AAS 499 / African American Studies Capstone
*Department Permission Only
The Fall 2026 seminar will explore how Afrofuturism manifests in literature, history, sociology, feminism, and political science, and how the awakening of personal black consciousness can be found there. There is consensus among theorists and scholars that the term “Afrofuturism” was coined in 1994 by Mark Dery, a professor at the Yale School of Art. Dery coined the term in his essay, “Black to the Future.” In this work, Dery queries: “Can a community whose past has been deliberately rubbed out, and whose energies have been subsequently consumed by the search for legible traces of its history, imagine possible futures?” (180) For Dery, the answer is yes and he finds it in art, comics, science fiction, and the history of Black people and thus coins and claims “Afrofuturism.” Viewing Afrofuturism as an analytic framework is essential to the interdisciplinary nature of this AAS 499 Capstone.
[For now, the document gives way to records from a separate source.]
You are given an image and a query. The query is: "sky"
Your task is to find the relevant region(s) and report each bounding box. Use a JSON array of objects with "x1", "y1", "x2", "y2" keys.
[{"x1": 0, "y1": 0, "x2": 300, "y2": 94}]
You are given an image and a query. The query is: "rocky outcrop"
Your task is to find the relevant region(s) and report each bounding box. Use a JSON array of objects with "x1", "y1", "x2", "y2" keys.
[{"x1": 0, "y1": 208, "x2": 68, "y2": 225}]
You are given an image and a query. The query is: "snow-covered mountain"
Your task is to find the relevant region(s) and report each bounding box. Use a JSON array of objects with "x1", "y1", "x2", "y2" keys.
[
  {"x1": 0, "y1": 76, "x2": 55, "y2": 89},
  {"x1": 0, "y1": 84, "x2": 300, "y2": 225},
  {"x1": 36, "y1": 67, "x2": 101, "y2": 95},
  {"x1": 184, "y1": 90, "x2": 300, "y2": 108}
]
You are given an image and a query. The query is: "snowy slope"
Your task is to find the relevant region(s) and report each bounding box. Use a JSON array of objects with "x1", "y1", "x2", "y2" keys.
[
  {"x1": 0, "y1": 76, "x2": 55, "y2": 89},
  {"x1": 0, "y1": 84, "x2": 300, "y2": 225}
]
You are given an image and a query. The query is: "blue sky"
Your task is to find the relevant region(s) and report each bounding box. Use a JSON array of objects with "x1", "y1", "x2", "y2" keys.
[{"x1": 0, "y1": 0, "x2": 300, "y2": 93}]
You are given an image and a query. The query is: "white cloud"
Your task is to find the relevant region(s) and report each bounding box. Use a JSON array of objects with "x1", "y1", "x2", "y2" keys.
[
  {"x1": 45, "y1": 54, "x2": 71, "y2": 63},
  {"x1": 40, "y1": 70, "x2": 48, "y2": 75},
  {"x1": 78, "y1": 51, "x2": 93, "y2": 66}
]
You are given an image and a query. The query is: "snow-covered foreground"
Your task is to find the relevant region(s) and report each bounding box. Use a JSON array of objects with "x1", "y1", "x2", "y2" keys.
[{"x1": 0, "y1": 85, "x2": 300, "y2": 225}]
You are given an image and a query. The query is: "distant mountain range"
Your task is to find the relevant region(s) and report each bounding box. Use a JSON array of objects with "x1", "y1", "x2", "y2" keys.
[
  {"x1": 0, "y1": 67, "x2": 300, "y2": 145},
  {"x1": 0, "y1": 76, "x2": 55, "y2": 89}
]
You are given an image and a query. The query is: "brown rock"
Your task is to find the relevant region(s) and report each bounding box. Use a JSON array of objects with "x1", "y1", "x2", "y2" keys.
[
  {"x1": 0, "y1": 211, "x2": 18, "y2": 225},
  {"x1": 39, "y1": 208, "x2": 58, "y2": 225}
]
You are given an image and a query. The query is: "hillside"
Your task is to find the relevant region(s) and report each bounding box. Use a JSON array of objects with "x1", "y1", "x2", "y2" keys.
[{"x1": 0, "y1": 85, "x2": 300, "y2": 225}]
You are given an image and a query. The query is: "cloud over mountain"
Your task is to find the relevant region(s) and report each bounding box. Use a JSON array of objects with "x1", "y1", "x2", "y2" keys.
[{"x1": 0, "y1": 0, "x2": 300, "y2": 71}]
Several contemporary writers and thinkers are invested in the complex interpretation of Afrofuturism as both an idea and a lived reality. This more complex rendering of Black identity and thought informs the theoretical work we will focus on during the semester. In this course, students will be expected to research and investigate the critical debate surrounding Afrofuturism over the last twenty years. Students will be expected to do two interrelated things in this course: contribute actively and thoughtfully to class discussions of assigned materials, and devote the bulk of their time to formulating their own research project on Afrofuturism.